Der Selbstversuch der ZiB2

ORF

Selbstversuch der ZIB2 bei einer Fake-Konferenz im Juni 2018 in Wien: Vortrag nach 500 Euro Anmeldegebühr

Publikationsdruck in der Forschung

Das Phänomen der pseudowissenschaftlichen Verlage ist zwar schon seit Jahren bekannt. Hochschulen und Forschungsgesellschaften haben bereits mehrfach davor gewarnt. Neu ist jedoch das steigende Ausmaß. So hat sich die Zahl solcher Publikationen bei fünf der wichtigsten Verlage den Recherchen zufolge seit 2013 weltweit verdreifacht, in Deutschland sogar verfünffacht.
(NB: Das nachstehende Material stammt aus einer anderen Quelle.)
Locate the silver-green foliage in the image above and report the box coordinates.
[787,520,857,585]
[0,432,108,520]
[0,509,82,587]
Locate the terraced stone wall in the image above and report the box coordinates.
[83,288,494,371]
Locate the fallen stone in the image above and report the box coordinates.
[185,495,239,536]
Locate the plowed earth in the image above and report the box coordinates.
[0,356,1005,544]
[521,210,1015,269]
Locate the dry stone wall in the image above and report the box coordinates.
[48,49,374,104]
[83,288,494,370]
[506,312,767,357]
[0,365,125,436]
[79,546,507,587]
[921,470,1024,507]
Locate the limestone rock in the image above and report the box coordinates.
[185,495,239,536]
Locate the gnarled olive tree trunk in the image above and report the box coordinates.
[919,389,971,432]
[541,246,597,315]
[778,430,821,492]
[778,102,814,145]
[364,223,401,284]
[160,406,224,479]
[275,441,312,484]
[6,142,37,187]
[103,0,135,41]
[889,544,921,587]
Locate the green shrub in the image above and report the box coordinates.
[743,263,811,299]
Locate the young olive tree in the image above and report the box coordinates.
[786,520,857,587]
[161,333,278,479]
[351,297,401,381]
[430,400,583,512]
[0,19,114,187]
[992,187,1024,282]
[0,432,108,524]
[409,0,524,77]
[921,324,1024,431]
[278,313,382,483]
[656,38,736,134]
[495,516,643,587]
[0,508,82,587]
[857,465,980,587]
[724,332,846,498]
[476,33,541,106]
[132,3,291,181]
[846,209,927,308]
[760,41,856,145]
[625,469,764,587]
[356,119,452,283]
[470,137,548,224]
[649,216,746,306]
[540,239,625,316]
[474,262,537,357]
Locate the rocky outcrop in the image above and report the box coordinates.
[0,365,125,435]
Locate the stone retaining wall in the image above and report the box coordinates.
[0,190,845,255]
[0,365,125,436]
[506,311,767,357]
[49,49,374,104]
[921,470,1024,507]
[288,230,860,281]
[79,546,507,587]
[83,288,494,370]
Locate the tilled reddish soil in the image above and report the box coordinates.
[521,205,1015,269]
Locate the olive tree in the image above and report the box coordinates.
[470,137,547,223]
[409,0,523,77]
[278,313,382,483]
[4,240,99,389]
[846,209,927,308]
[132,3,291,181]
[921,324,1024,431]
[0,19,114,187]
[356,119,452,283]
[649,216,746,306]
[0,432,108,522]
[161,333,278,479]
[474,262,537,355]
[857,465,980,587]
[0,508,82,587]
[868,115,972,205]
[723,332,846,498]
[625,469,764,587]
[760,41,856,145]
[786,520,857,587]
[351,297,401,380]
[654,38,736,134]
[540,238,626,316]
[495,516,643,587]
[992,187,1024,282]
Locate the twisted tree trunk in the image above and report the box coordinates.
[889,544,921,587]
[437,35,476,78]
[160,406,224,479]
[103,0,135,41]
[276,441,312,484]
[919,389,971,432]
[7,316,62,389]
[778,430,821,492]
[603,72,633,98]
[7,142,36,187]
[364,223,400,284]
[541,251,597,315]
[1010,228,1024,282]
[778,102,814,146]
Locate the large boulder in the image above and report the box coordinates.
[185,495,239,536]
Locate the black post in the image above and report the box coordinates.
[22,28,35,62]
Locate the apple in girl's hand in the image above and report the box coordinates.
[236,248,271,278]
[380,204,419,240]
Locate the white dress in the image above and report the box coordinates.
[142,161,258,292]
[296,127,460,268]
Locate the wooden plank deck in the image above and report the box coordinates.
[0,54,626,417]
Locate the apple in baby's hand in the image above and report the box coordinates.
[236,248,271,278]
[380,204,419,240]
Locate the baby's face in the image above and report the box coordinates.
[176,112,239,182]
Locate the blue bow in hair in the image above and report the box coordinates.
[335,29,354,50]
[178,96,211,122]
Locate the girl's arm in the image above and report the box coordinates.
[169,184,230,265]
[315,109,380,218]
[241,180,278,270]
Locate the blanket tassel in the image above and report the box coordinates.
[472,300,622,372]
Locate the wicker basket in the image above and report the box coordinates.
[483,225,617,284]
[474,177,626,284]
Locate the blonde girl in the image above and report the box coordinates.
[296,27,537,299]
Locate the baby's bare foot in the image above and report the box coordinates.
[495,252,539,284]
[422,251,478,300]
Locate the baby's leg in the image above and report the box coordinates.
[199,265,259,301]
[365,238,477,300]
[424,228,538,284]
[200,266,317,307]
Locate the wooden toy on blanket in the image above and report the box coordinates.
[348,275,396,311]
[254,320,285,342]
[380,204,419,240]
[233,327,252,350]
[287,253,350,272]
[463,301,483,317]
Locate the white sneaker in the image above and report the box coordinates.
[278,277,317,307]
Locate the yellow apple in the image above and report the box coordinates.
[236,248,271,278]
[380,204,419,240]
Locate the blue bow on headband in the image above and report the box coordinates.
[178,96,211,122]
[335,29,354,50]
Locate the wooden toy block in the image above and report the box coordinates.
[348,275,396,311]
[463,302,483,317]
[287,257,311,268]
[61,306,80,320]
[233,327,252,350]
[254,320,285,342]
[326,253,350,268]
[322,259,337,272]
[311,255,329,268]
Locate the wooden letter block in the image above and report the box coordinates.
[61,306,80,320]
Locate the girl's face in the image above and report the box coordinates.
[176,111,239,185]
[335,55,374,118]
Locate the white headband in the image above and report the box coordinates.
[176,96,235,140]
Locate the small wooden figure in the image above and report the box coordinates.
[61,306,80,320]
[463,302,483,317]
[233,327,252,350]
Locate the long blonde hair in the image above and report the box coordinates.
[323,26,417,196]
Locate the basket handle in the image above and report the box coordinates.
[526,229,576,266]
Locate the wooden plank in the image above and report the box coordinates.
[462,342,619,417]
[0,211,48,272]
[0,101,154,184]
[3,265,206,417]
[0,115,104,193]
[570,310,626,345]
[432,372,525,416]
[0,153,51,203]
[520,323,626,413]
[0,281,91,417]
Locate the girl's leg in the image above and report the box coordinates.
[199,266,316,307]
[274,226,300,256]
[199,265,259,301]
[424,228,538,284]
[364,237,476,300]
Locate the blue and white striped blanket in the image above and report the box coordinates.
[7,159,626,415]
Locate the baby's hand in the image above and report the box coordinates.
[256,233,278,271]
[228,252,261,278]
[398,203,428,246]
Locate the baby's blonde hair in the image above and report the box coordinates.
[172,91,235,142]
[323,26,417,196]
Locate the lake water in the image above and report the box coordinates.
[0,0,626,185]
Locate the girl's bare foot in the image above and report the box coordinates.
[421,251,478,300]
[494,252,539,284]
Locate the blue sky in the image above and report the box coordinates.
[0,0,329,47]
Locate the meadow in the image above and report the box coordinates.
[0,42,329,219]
Pseudowissenschaftliche Verlage nutzen den auf Wissenschaftlern lastenden Publikationsdruck und sprechen diese per E-Mail an. Die Betroffenen publizieren Ergebnisse gegen Zahlung teilweise hoher Gebühren in den Internetjournalen, die von Unternehmen in Südasien, der Golfregion, Afrika oder der Türkei herausgegeben werden. Die Firmen behaupten zwar, Forschungsergebnisse wie international üblich vor der Veröffentlichung anderen erfahrenen Wissenschaftlern zur Prüfung und Korrektur vorzulegen. Den Recherchen zufolge geschieht das jedoch meist nicht.

Ö1-Sendungshinweis

Über das Thema berichten auch die Ö1-Journale, 19.7., 18.00 Uhr.

So gelangen nicht selten fragwürdige Studien mit scheinbar wissenschaftlichem Gütesiegel an die Öffentlichkeit. Viele Autorinnen und Autoren wurden den Recherchen zufolge Opfer dieser betrügerischen Praktiken. In anderen Fällen nutzten sie offenbar gezielt die Dienste solcher Verlage, um Forschungsbeiträge schnell zu veröffentlichen, ohne sich der Kritik von Kollegen zu stellen. So können Klimawandelskeptiker ihre umstrittenen Thesen publizieren oder dubiose Mediziner „Studien“ zu umstrittenen Mitteln gegen Krankheiten wie Krebs veröffentlichen.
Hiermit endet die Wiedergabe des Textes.